Twilight of the Gods (Billy Wilder, 1950)

Living in an illusion, Norma Desmond style. This classic by Billy Wilder gave us this mythical character, an old silent film glory who refuses to accept that his time in Hollywood has ended. When a young writer enters his life, he sets out to carry out a project with him that will return her to the top of the industry. But what will end in arrest for murder?

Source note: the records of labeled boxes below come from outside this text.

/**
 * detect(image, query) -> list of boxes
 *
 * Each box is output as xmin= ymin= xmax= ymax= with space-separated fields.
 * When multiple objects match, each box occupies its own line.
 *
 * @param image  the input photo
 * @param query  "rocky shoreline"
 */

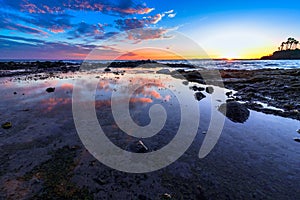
xmin=0 ymin=60 xmax=300 ymax=120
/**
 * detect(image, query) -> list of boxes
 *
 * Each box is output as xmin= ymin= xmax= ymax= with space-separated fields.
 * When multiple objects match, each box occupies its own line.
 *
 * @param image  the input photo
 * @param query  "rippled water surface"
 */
xmin=0 ymin=68 xmax=300 ymax=199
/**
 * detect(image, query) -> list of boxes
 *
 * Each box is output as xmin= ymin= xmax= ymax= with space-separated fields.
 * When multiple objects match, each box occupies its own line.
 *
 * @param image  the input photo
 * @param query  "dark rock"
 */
xmin=205 ymin=86 xmax=214 ymax=94
xmin=190 ymin=85 xmax=205 ymax=92
xmin=294 ymin=138 xmax=300 ymax=142
xmin=138 ymin=194 xmax=147 ymax=200
xmin=156 ymin=69 xmax=171 ymax=74
xmin=1 ymin=122 xmax=12 ymax=129
xmin=182 ymin=81 xmax=189 ymax=85
xmin=161 ymin=193 xmax=172 ymax=200
xmin=225 ymin=91 xmax=232 ymax=97
xmin=46 ymin=87 xmax=55 ymax=93
xmin=195 ymin=92 xmax=206 ymax=101
xmin=129 ymin=140 xmax=149 ymax=153
xmin=218 ymin=101 xmax=250 ymax=123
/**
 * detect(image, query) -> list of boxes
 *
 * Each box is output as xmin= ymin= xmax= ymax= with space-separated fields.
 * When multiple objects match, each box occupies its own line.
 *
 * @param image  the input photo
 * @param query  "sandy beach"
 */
xmin=0 ymin=62 xmax=300 ymax=199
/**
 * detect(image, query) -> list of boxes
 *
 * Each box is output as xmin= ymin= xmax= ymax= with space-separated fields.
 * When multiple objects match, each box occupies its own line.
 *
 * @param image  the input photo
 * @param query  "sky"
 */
xmin=0 ymin=0 xmax=300 ymax=60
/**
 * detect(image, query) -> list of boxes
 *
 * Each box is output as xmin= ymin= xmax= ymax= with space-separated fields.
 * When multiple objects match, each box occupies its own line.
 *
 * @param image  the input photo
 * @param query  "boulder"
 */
xmin=195 ymin=92 xmax=206 ymax=101
xmin=156 ymin=69 xmax=171 ymax=74
xmin=1 ymin=122 xmax=12 ymax=129
xmin=46 ymin=87 xmax=55 ymax=93
xmin=218 ymin=101 xmax=250 ymax=123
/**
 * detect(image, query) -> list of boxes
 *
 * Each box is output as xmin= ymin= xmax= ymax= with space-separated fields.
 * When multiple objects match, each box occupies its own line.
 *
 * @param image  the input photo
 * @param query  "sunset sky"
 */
xmin=0 ymin=0 xmax=300 ymax=60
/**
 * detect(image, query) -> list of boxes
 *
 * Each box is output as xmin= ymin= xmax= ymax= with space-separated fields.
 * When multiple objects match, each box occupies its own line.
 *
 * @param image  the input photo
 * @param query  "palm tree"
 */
xmin=294 ymin=40 xmax=299 ymax=49
xmin=279 ymin=42 xmax=285 ymax=51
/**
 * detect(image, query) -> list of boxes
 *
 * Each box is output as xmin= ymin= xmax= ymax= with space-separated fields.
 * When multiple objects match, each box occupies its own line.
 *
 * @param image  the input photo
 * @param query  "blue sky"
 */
xmin=0 ymin=0 xmax=300 ymax=59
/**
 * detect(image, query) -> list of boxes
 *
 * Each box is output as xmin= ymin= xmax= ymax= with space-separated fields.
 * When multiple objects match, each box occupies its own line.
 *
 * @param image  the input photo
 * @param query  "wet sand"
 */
xmin=0 ymin=62 xmax=300 ymax=199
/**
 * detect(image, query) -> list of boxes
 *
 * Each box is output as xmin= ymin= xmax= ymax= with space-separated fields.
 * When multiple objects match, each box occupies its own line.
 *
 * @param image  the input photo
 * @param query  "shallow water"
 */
xmin=0 ymin=69 xmax=300 ymax=199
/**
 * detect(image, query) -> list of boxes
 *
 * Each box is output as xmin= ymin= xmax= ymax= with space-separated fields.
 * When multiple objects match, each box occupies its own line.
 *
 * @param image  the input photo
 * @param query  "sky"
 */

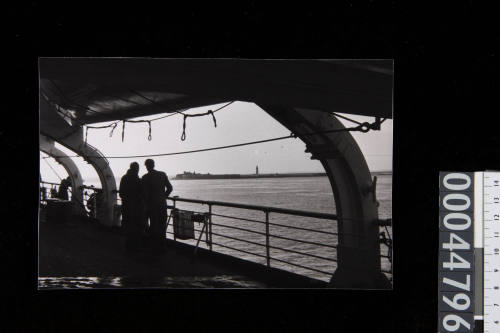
xmin=40 ymin=102 xmax=392 ymax=182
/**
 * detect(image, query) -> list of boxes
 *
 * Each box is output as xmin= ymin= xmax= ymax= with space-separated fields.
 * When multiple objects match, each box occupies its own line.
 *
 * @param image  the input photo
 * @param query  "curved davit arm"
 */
xmin=259 ymin=105 xmax=391 ymax=289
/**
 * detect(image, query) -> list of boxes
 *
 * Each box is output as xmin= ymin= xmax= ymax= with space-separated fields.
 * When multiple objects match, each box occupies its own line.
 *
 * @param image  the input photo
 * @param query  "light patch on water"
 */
xmin=38 ymin=275 xmax=267 ymax=290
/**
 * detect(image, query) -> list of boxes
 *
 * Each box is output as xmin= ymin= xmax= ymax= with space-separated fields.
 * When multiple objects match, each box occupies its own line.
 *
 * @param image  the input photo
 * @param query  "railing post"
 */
xmin=208 ymin=204 xmax=212 ymax=251
xmin=170 ymin=197 xmax=177 ymax=241
xmin=264 ymin=210 xmax=271 ymax=267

Now, the way they get her to turn herself into the police couldn't be more epic: simulating a Cecil B. DeMille filming, which makes her go down the stairs like a star until she utters the famous phrase "Anytime, sir." DeMille, I'm ready to roll."

Death in Venice (Luchino Visconti, 1971)

The 5 best endings in film history, ordered

Gustav Mahler's music has been forever etched in our brains thanks to the monumental ending of 'Death in Venice'. The film by the Italian Luchino Visconti is a chronicle of the decadence of the upper classes in Venice at the beginning of the 20th century, where a German composer (Dirk Bogarde) goes to experience the last stage of his life. Almost like a divine sign, he meets a teenager with whom he becomes obsessed. His youth, his beauty, his confidence. He could be an angel of death that appears around the corners to take him away at any moment. And he will do it in a shocking last scene on the beach of the Venetian Lido: Bogarde watches the young man in the water, against the light, like an apparition, and his body begins to collapse. A drop of his hair dye falls on her face and heralds his death.

Planet of the Apes (Franklin J. Schaffner, 1968)

Undoubtedly, one of the most impressive endings in the history of cinema, accompanied by the desperate screams of Charlton Heston. And it is that, as we will see, he realizes that he has been wrong throughout the film. He is an astronaut who lands by mistake on an unknown planet where the tables have been turned between apes and humans: the former dominate life and institutions, while the latter are animals without even the ability to speak. The protagonist flees from this place where he was trapped to discover, on the shores of a beach, that he was not on any unknown planet, but on the Earth of the future. And he understands it when he sees the Statue of Liberty half buried in the sand. Certainly one of the best script twists in movie history.